アメリカはおもちゃをつくる天才が多いように感じています。例えば、大型バイクのハーレーやアメ車、スマホのiPhoneなどは、工業製品というよりも「自由に組み立てるおもちゃ」に近いと思います。これらは自由な文化と自己肯定感が生んだ賜物ではないでしょうか。

 日本は嫌でも学校に行って、すべての教科で点数を上げていく必要があります。この日本のシステムは明治から続く「軍人化教育」、つまり「指揮官の命令どおりに動く優秀な兵士」をつくるための教育の名残といわれています。

 それが転じて、「先生の言うことを聞く生徒はよい生徒」という、多様性を認めない教育が完成しました。

「出る杭は打たれる」という諺もあります。目立つとイジメられる、人と違うことをすると教室で浮くというのが、いまの子どもたちの目の前にある現実です。

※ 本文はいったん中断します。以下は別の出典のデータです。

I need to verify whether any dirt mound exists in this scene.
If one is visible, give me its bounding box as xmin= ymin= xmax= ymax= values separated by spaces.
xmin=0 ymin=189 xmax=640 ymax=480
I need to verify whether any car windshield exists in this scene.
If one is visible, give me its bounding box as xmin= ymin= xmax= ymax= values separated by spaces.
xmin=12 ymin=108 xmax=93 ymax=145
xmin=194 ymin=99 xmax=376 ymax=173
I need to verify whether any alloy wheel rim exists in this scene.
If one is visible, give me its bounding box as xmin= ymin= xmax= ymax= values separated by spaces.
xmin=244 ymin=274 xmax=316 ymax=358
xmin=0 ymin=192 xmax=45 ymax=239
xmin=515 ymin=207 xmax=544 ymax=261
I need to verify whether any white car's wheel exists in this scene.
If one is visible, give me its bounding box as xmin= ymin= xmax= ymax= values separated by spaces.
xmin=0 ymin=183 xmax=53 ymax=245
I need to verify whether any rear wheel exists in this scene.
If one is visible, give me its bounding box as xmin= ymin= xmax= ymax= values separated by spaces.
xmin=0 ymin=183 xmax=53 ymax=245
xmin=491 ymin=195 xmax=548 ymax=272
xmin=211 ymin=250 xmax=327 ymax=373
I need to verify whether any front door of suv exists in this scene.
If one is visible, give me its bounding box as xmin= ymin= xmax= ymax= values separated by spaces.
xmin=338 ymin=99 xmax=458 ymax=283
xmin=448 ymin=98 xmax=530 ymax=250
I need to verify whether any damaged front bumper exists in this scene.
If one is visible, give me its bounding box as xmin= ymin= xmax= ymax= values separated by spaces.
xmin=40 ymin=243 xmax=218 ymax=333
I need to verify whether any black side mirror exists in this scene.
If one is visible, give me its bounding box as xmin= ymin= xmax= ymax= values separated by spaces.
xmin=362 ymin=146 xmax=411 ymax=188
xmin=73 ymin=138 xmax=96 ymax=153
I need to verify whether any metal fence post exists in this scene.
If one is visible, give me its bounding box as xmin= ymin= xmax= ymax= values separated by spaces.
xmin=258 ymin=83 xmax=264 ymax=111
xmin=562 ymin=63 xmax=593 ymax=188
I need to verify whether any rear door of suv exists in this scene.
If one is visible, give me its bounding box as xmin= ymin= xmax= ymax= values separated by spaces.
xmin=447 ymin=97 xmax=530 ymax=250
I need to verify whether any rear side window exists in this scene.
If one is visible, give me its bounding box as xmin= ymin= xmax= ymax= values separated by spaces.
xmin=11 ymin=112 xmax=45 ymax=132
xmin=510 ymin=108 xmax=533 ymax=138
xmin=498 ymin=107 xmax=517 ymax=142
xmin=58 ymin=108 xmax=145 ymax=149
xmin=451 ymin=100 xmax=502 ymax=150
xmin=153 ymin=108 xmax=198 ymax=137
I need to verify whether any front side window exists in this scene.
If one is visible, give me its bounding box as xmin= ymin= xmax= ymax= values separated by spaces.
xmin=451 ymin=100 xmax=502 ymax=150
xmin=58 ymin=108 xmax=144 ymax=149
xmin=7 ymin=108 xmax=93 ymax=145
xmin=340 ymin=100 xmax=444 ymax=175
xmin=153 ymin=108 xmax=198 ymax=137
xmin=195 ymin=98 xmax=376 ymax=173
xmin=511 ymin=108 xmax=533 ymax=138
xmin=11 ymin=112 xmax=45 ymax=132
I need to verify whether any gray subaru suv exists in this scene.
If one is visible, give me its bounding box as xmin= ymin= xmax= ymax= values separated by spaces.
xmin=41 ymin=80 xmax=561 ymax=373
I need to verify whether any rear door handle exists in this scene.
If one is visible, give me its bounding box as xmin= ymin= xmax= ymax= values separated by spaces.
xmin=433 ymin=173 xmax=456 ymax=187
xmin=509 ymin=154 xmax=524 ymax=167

 この古くから変わらない日本の「学校教育」が、本当は可能性だらけの日本人の自己肯定感を下げて、幸せを感じられない要因になっていると僕は思います。

 だからこそ、親は家庭で子どもの自己肯定感を上げるようにすべきなのですが、親自身はそうやって育てられてこなかったので、やり方がわからず、かえって厳しく育ててしまうのです。